AI-Powered Imaging Brings Real-Time Margin Clarity to Breast Cancer Surgery

By HospiMedica International staff writers
Posted on 14 Mar 2026

Intraoperative margin assessment during breast-conserving surgery remains challenging, and patients often wait for final pathology to confirm clear margins. Repeat procedures due to residual disease create clinical and economic burdens; national data suggest that about 20% of breast-conserving surgeries in the United States require re-operation. Surgeons need real-time tools to detect difficult-to-see tumors at the point of care. A newly FDA-approved artificial intelligence (AI)-enabled imaging system now provides real-time assessment of excised margins during breast cancer surgery.
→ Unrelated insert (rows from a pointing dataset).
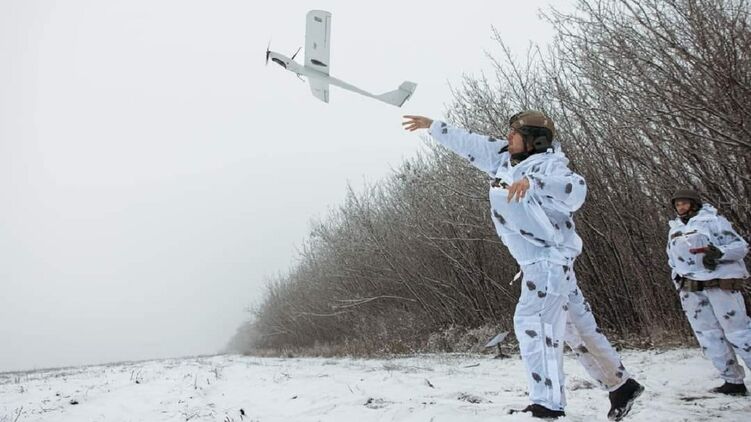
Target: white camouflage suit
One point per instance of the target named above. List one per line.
(718, 317)
(539, 233)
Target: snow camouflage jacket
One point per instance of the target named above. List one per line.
(540, 226)
(704, 228)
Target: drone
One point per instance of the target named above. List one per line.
(317, 63)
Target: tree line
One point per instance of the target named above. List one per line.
(648, 96)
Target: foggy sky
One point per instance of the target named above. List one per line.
(154, 173)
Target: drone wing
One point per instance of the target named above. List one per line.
(320, 89)
(317, 42)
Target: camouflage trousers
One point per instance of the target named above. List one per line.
(718, 318)
(552, 310)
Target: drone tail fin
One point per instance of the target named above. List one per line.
(397, 97)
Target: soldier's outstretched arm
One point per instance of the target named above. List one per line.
(483, 152)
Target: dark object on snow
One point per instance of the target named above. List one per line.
(496, 341)
(539, 411)
(731, 389)
(623, 398)
(690, 285)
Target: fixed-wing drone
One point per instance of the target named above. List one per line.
(317, 63)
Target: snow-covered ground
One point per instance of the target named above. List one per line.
(435, 388)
Perimeter Medical Imaging AI’s Claire (formerly the Perimeter OCT B‑Series with ImgAssist AI 2.0) has received U.S. Food and Drug Administration premarket approval (PMA) as the first AI-enabled imaging device in the United States indicated for intraoperative breast cancer margin assessment, following Breakthrough Device designation. The system is designed to enhance surgeons’ ability to identify areas of concern during breast‑conserving surgery and potentially reduce the need for re‑operations. Results supporting the approval were presented at the 26th Annual Meeting of the American Society of Breast Surgeons in 2025.


Image: Perimeter’s Claire uses optical coherence tomography and AI to help surgeons detect difficult-to-see cancer during breast conserving surgery (Photo courtesy of CNW Group/Perimeter Medical Imaging AI Inc.)

Claire integrates Perimeter’s proprietary AI with patented wide‑field optical coherence tomography (OCT) to deliver real‑time, volumetric, cross‑sectional depth visualization of excised tissue. The platform provides 10‑fold higher resolution than standard X‑ray and ultrasound at a 2 mm imaging depth, a margin width cited as clinically relevant for breast margin assessment. Its AI algorithm, trained on a proprietary OCT image library of more than two million breast tissue images, identifies and marks focal areas suspicious for cancer while the physician interprets images during surgery.

In a pivotal trial, Claire achieved 88.1% margin accuracy and produced a statistically significant reduction in patients with residual cancer after surgery compared with standard care alone. The study demonstrated “super‑superiority,” defined as a lower bound of the confidence interval for the treatment effect exceeding a predetermined minimal clinically meaningful difference. The trial was supported by a US$7.4 million grant from the Cancer Prevention and Research Institute of Texas.

“Repeat breast cancer surgeries due to residual disease remain a significant clinical, health, and economic burden,” said Perimeter CEO, Adrian Mendes. "Claire's FDA approval marks a major milestone in breast cancer care, as we advance our goal of reducing repeat surgeries so that no patient has to be told 'we didn't get it all.' We plan to begin a nationwide launch in the coming weeks so that surgeons can rapidly adopt the industry's first FDA-approved real-time AI-powered imaging technology for breast cancer surgery."

“Despite progress in breast cancer treatment, intra-operative margin assessment remains challenging, often leading to excess removal of healthy tissue, re-operations, and anxiety for patients as they await pathology results,” said Dr. Alastair Thompson, Surgeon and Professor, Section Chief of Breast Surgery, Olga Keith Wiess Chair of Surgery at Baylor College of Medicine, Breast Cancer Program Leader at the Dan L Duncan Comprehensive Cancer Center, and the Primary Principal Investigator of the pivotal trial that supported Claire's PMA application. “Claire has the potential to become a new standard in breast surgical care helping reduce re-excisions while improving patient outcomes.”